Comme souvent, nous sommes sur une péninsule dont il faut aller au bout. Nous traversons vers le Nord pour quitter la côte Sud. Un bon raidard me scie les jambes, mais je passe sans mettre pied à terre. La route longe la mer puis se glisse entre les collines dès qu’elle s’en écarte. Je passe le Bealbarnish gap juste avant de partir pour l’aller-retour qui me conduira à l’extrémité de la péninsule. Un copain me dit dans un message que certaines scènes de Star Wars ont été tournées sur les iles au large. Il faut croire que l’Empire n’a pas tout à fait fini ses actions et brouille les communications car le réseau téléphonique passe très mal.

J’ai presque fini mon aller-retour quand je croise Guillaume. Cet aller-retour m’a permis de franchir le Firkeel gap par ses deux versants. La difficulté venait de la route qui était en travaux, pour l’altitude c’était raisonnable (50m). Je continue ma route en cherchant 2 choses : un endroit où je pourrais dormir ce soir et un endroit où manger. Pour la deuxième partie de la question, je sais que j’ai la station-service puisque je repasse devant. La première partie est plus délicate car le réseau toujours aussi mauvais.

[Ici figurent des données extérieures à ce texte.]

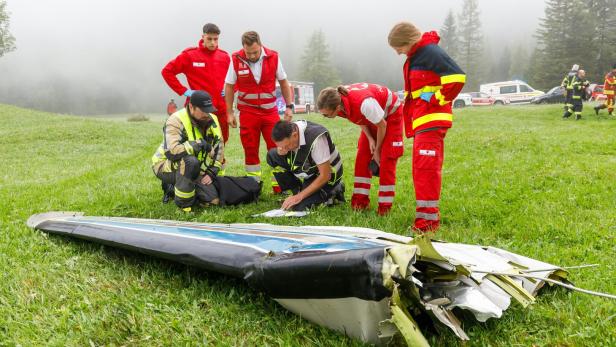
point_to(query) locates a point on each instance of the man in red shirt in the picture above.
(253, 72)
(205, 68)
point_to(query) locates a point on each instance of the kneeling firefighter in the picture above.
(190, 158)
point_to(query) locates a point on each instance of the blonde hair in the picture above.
(329, 98)
(402, 34)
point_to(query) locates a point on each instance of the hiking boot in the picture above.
(338, 192)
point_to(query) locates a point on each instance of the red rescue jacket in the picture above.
(252, 97)
(204, 70)
(358, 92)
(428, 69)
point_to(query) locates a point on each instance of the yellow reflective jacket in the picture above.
(181, 136)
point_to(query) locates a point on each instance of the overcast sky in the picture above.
(126, 43)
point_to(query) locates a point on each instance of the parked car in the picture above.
(596, 92)
(516, 92)
(462, 100)
(483, 99)
(555, 95)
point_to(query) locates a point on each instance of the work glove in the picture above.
(202, 146)
(212, 171)
(426, 96)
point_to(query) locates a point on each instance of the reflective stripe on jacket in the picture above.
(428, 69)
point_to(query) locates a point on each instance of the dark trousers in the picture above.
(288, 181)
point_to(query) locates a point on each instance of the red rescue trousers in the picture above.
(253, 125)
(391, 151)
(428, 153)
(609, 103)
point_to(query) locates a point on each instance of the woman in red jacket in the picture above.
(376, 110)
(432, 80)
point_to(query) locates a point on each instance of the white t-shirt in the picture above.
(320, 151)
(256, 69)
(371, 109)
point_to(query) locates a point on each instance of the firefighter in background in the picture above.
(567, 83)
(191, 153)
(432, 80)
(609, 88)
(253, 72)
(377, 111)
(578, 86)
(205, 67)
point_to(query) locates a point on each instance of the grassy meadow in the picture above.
(515, 177)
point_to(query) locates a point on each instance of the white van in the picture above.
(515, 91)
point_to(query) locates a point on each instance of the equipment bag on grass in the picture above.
(237, 190)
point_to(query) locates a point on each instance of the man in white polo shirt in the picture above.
(306, 162)
(253, 73)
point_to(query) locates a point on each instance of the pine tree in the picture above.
(7, 41)
(602, 15)
(316, 64)
(471, 43)
(449, 35)
(566, 36)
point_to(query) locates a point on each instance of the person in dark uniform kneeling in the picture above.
(306, 162)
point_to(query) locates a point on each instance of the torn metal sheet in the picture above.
(362, 282)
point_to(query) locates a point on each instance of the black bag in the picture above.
(237, 190)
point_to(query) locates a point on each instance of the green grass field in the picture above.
(519, 178)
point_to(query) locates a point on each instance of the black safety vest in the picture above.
(302, 164)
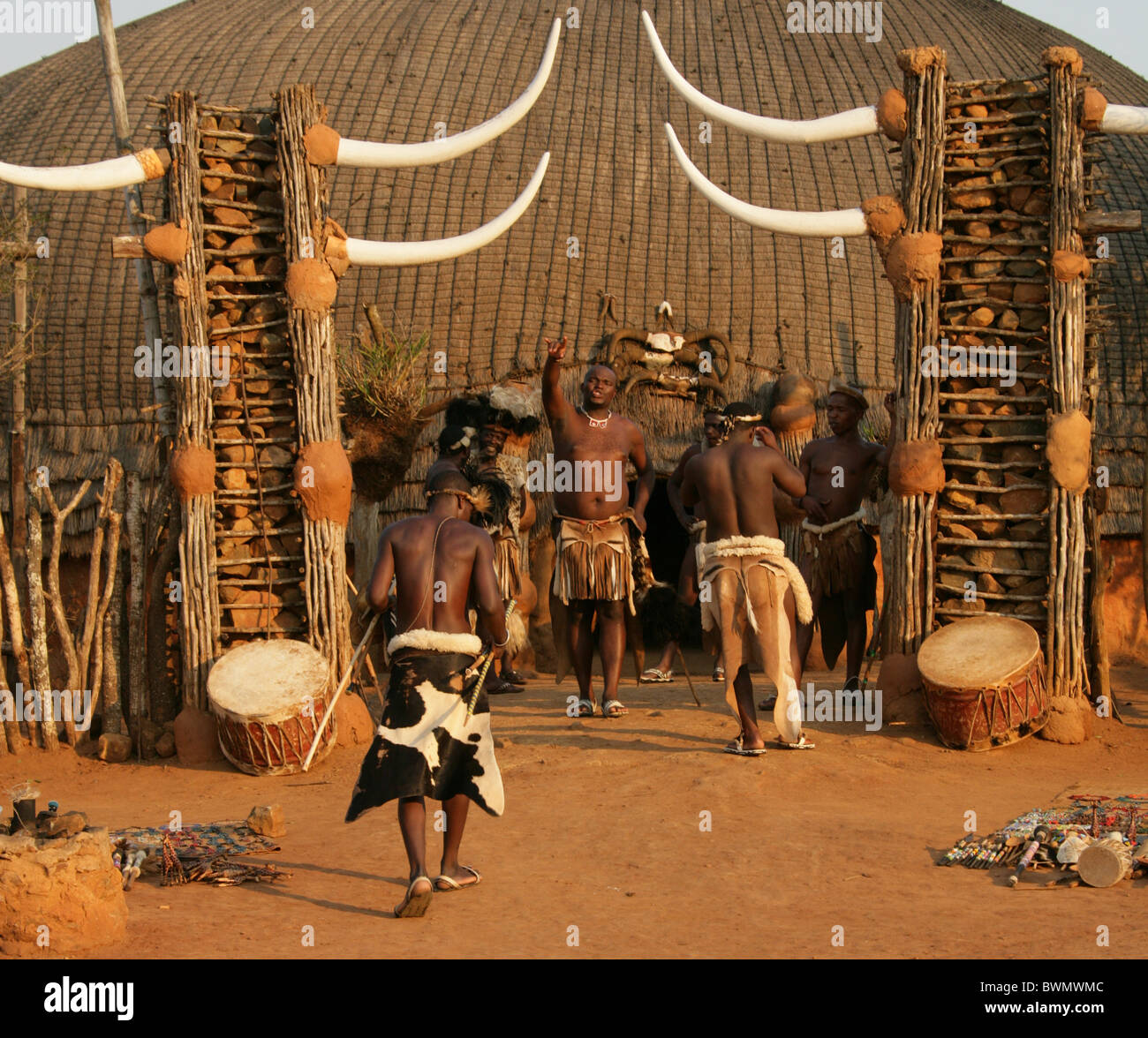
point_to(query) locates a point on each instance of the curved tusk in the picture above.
(367, 253)
(1124, 118)
(857, 122)
(382, 156)
(848, 222)
(147, 164)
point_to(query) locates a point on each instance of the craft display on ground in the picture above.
(1098, 839)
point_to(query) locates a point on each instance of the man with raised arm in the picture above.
(427, 744)
(593, 523)
(750, 590)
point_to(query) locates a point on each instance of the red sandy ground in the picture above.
(601, 833)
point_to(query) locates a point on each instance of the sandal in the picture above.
(416, 905)
(737, 747)
(454, 884)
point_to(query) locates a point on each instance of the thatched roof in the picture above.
(394, 69)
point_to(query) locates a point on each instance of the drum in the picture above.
(268, 697)
(1105, 862)
(984, 681)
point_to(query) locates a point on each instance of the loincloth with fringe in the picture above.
(747, 578)
(508, 566)
(604, 560)
(426, 743)
(838, 559)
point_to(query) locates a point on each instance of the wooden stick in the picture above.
(685, 670)
(343, 685)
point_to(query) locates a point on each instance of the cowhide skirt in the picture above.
(426, 744)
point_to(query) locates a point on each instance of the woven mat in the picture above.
(1075, 815)
(199, 841)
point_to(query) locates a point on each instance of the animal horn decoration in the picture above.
(325, 147)
(857, 122)
(147, 164)
(846, 222)
(364, 252)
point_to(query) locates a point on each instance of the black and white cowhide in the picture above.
(426, 744)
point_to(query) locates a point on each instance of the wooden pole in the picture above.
(918, 326)
(199, 612)
(137, 659)
(18, 482)
(311, 334)
(133, 201)
(1066, 642)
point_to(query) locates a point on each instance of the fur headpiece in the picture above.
(478, 496)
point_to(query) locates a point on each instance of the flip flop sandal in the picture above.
(803, 743)
(738, 749)
(454, 884)
(414, 905)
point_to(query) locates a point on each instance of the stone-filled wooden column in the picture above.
(1069, 430)
(913, 264)
(193, 460)
(322, 474)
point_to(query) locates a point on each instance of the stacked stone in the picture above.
(259, 528)
(993, 513)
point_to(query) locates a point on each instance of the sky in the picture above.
(1116, 26)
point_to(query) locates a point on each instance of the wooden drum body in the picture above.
(984, 681)
(268, 697)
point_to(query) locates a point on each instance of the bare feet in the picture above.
(417, 900)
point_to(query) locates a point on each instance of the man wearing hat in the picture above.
(837, 552)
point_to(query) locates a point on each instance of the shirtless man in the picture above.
(454, 451)
(593, 561)
(837, 553)
(750, 589)
(426, 744)
(695, 524)
(512, 582)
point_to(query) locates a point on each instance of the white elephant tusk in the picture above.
(857, 122)
(367, 253)
(94, 177)
(846, 222)
(1124, 118)
(382, 156)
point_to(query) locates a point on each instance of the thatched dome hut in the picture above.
(394, 70)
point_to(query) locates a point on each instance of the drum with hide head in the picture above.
(268, 697)
(984, 681)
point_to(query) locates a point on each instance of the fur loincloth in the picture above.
(747, 578)
(838, 559)
(596, 559)
(426, 744)
(508, 567)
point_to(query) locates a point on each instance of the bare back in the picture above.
(736, 483)
(434, 579)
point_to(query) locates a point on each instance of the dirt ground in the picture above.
(604, 831)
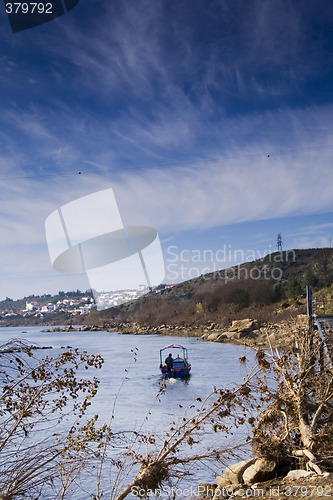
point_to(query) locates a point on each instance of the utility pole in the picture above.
(279, 243)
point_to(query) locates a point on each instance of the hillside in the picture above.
(268, 288)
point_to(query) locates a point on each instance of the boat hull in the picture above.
(177, 372)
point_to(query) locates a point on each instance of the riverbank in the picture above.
(245, 332)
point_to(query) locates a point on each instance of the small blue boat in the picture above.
(176, 367)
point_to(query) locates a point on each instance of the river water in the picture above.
(212, 364)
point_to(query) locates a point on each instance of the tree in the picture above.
(36, 394)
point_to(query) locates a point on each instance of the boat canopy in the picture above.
(174, 346)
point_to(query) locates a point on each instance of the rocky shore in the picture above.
(245, 331)
(259, 477)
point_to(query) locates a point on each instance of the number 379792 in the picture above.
(28, 8)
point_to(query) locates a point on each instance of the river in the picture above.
(212, 364)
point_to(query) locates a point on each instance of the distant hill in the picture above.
(268, 289)
(262, 288)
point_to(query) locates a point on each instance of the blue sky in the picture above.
(176, 105)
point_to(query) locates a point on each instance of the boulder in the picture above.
(261, 470)
(213, 336)
(233, 473)
(243, 325)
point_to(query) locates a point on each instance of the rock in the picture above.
(233, 473)
(223, 492)
(206, 490)
(213, 336)
(243, 325)
(298, 474)
(261, 470)
(230, 335)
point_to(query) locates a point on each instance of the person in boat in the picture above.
(169, 362)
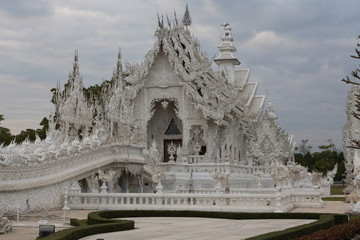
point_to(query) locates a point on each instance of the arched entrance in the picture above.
(165, 128)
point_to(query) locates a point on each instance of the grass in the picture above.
(353, 218)
(336, 190)
(340, 199)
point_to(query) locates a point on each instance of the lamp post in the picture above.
(65, 208)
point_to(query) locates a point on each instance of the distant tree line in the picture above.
(322, 161)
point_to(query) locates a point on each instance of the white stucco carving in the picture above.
(170, 120)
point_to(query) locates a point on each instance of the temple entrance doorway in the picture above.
(165, 128)
(170, 149)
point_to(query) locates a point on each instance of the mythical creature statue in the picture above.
(5, 224)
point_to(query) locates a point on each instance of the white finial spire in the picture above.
(270, 109)
(187, 18)
(226, 59)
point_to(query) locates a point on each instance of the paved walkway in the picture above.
(28, 228)
(161, 228)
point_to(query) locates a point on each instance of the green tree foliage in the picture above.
(322, 161)
(5, 134)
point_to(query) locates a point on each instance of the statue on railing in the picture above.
(157, 177)
(221, 179)
(259, 177)
(296, 172)
(5, 224)
(278, 172)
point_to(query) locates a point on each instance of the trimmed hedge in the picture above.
(325, 221)
(84, 230)
(103, 221)
(346, 231)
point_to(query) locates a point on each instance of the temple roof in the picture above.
(213, 95)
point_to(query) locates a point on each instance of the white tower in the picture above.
(226, 59)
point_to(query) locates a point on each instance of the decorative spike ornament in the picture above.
(187, 18)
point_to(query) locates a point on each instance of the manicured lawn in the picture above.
(340, 199)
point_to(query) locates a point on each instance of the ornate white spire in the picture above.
(270, 109)
(187, 18)
(226, 59)
(75, 110)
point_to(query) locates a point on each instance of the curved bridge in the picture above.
(68, 167)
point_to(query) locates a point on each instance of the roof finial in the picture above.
(76, 57)
(270, 109)
(187, 18)
(176, 22)
(159, 22)
(168, 21)
(119, 64)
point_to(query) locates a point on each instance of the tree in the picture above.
(5, 134)
(355, 143)
(303, 148)
(322, 161)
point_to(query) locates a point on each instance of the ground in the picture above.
(28, 226)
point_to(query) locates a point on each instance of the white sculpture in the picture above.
(5, 224)
(219, 121)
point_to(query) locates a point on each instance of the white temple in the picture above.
(170, 125)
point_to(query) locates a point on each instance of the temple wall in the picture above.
(33, 200)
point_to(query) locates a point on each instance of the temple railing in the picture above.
(170, 201)
(213, 167)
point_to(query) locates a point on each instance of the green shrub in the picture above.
(344, 231)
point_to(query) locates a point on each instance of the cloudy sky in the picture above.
(299, 50)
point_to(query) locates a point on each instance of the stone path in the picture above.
(28, 228)
(161, 228)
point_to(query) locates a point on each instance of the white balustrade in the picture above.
(267, 202)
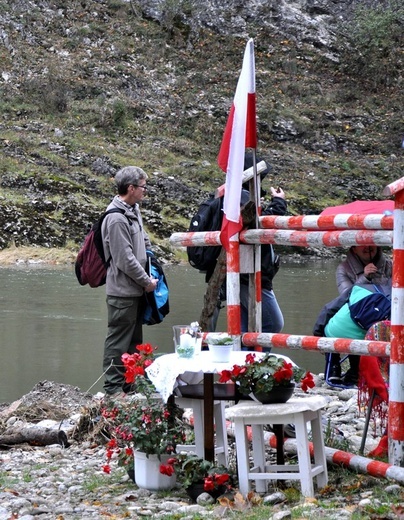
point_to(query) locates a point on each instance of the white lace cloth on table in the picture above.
(169, 371)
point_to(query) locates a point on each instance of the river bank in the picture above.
(54, 482)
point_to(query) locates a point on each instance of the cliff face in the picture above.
(90, 86)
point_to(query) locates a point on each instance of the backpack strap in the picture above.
(108, 212)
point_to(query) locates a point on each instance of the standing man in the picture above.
(125, 241)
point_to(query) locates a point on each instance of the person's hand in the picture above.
(277, 192)
(152, 285)
(369, 270)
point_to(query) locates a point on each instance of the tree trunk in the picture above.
(219, 274)
(35, 437)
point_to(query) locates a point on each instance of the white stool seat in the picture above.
(297, 411)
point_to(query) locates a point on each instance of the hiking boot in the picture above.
(350, 378)
(334, 374)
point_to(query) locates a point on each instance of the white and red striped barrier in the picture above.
(284, 237)
(233, 289)
(315, 343)
(396, 387)
(327, 222)
(317, 238)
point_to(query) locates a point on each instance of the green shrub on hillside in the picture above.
(376, 36)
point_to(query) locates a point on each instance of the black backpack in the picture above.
(91, 266)
(208, 218)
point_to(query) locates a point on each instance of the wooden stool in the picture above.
(297, 411)
(221, 447)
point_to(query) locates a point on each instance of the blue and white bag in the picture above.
(157, 301)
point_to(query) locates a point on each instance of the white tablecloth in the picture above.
(169, 371)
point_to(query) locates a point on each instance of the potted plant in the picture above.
(220, 345)
(267, 379)
(197, 475)
(144, 429)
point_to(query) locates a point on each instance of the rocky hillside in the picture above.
(88, 86)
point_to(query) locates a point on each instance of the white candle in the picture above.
(186, 340)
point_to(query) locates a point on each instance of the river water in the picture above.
(53, 329)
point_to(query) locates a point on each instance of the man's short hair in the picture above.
(127, 176)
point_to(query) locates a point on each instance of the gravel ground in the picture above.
(55, 482)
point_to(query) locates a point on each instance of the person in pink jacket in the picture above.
(364, 264)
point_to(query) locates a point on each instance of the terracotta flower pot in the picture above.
(278, 394)
(197, 488)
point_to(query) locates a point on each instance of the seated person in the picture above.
(338, 323)
(364, 264)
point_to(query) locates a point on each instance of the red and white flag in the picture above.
(240, 133)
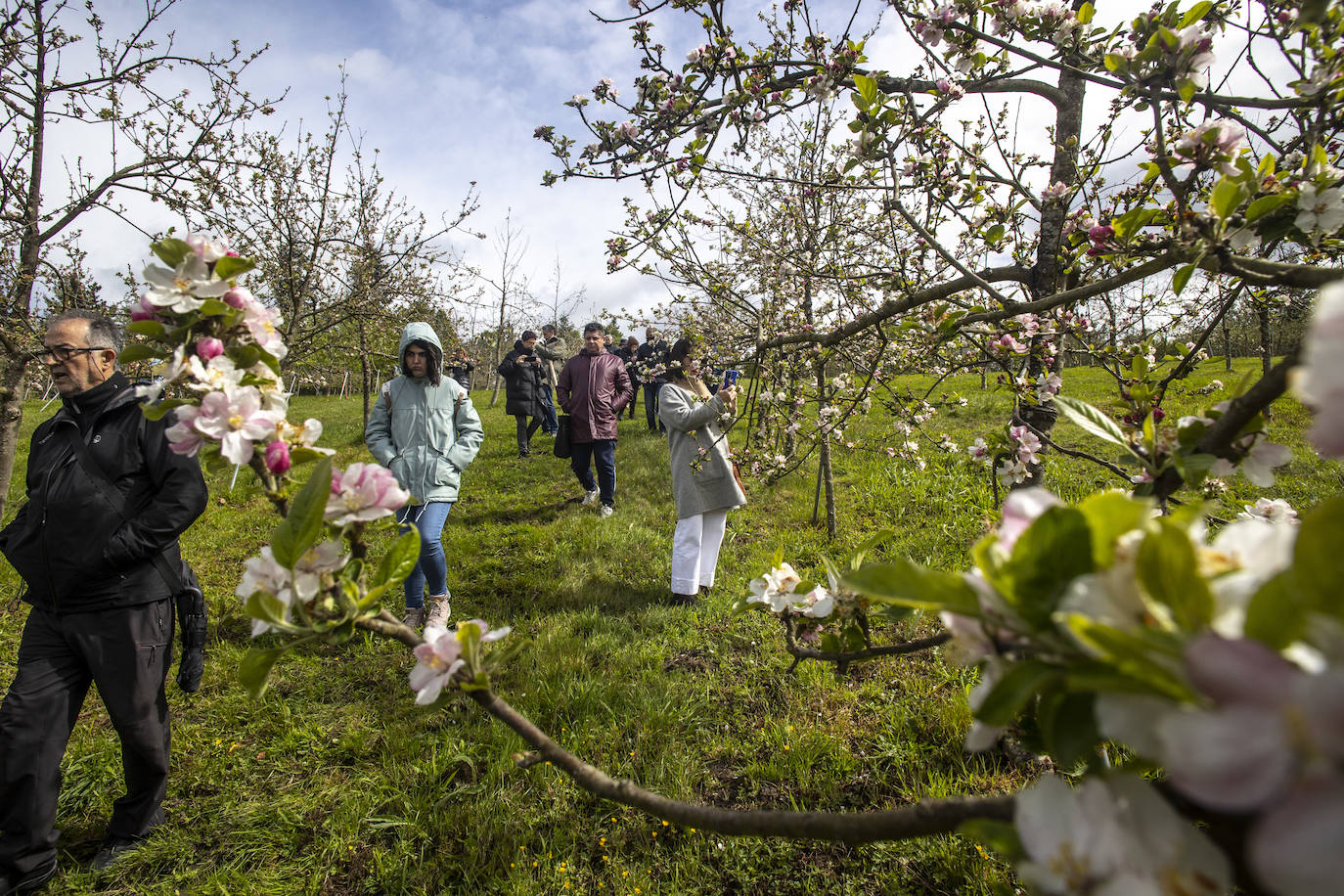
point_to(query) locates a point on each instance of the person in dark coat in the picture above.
(523, 378)
(97, 568)
(460, 368)
(628, 353)
(652, 356)
(593, 388)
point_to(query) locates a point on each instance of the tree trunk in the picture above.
(11, 416)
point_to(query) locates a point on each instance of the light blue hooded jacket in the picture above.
(420, 431)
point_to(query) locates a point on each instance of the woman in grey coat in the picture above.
(703, 484)
(425, 430)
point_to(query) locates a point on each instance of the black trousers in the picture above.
(126, 651)
(524, 431)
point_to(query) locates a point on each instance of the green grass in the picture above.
(336, 784)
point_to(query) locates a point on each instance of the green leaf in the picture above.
(139, 352)
(867, 87)
(1182, 277)
(216, 308)
(1170, 571)
(230, 266)
(399, 560)
(1053, 551)
(1226, 198)
(1019, 684)
(1319, 559)
(300, 529)
(1109, 516)
(1092, 421)
(154, 330)
(1195, 14)
(1265, 204)
(1069, 727)
(171, 251)
(910, 585)
(254, 669)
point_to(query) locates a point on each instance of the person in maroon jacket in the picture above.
(593, 388)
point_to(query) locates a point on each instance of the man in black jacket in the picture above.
(652, 356)
(97, 576)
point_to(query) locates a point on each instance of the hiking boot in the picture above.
(438, 608)
(414, 618)
(15, 882)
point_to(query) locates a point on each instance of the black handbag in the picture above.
(560, 446)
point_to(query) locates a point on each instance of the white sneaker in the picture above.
(438, 610)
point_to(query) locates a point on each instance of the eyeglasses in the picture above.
(65, 352)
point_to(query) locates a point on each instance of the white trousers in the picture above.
(695, 550)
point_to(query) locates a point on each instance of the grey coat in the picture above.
(691, 426)
(421, 432)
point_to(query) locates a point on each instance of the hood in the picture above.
(419, 331)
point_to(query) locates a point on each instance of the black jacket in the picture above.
(71, 547)
(461, 371)
(523, 381)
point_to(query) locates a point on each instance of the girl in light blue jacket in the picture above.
(425, 430)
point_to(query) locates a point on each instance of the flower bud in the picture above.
(208, 347)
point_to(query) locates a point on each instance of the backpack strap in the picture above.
(114, 497)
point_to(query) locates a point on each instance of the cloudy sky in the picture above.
(450, 92)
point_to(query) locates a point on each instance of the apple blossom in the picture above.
(186, 288)
(1320, 381)
(363, 492)
(236, 420)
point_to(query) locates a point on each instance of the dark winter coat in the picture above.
(594, 389)
(72, 548)
(631, 367)
(461, 371)
(523, 378)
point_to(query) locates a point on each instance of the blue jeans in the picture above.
(650, 406)
(603, 454)
(431, 568)
(549, 424)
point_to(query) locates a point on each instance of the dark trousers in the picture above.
(524, 431)
(603, 454)
(126, 653)
(549, 424)
(650, 406)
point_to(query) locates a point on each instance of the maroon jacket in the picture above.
(593, 389)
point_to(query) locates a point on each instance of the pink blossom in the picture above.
(184, 438)
(363, 492)
(1320, 381)
(1020, 511)
(277, 457)
(208, 347)
(236, 420)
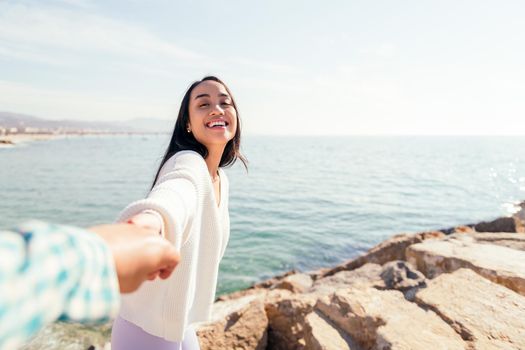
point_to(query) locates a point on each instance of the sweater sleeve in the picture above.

Je refais une halte dans la station-service où je cherche du réseau et à manger. Je me résous à demander à une vendeuse s’il y a du wifi en lui expliquant que je cherche un hébergement pour cette nuit. Elle me propose un des B&B gérés par la station-service. Je décline la proposition, il est trop tôt pour s’arrêter, je voudrais encore faire au moins 50 ou 60km avant de m’arrêter. Elle me partage la connexion de son téléphone que je puisse effectuer mes recherches. Je trouve un camping à qui j’envoie un mail.

Je pensais que Guillaume me rejoindrait mais ce n’est pas le cas. Il a dû s’arrêter ailleurs, je repars sur la route qui longe la mer autour de Bantry Bay. Il n’y a pas de grandes difficultés sur ce tronçon que nous avons déjà parcouru dans l’autre sens en fin de matinée.

Je laisse la route par laquelle nous sommes arrivés ce matin sur la gauche pour continuer le long du bord de mer. La route pénètre ensuite dans les terres et le relief se fait un peu plus accidenté. Je n’ai toujours pas de réseau, même si je vois apparaitre des barres de signal sur mon téléphone. J’en arrive à me demander s’il n’est pas cassé. J’essaye d’appeler ma mère et mes frangins à plusieurs reprises. Un seul coup de fil aboutira, les autres aboutiront à un message sur l’écran « Appel impossible ».

J’arrive à Glengarrif, je jette un coup d’œil à mes mails en me disant qu’ils ont peut-être pu se synchroniser quand j’ai eu un peu de réseau. C’est bien le cas, le camping me répond qu’il sera fermé à mon arrivée et me suggère de trouver une autre solution. Sans réseau, ça ne va pas être simple.

Une longue montée m’attend, celle du Caha pass, elle est assez douce et régulière. Un tunnel marque le sommet. La route est assez large mais peu passante, contrairement à ce que je craignais. Je bascule dans la descente, j’ai bien repéré que j’ai une autre bosse à franchir avant d’arriver dans la zone où je projette de dormir, entre Ballilickey et Bantry.

En bas de la descente, l’itinéraire quitte la route principale et rapidement un panneau nous averti que nous sommes sur une route qui ne va pas être une partie de plaisir.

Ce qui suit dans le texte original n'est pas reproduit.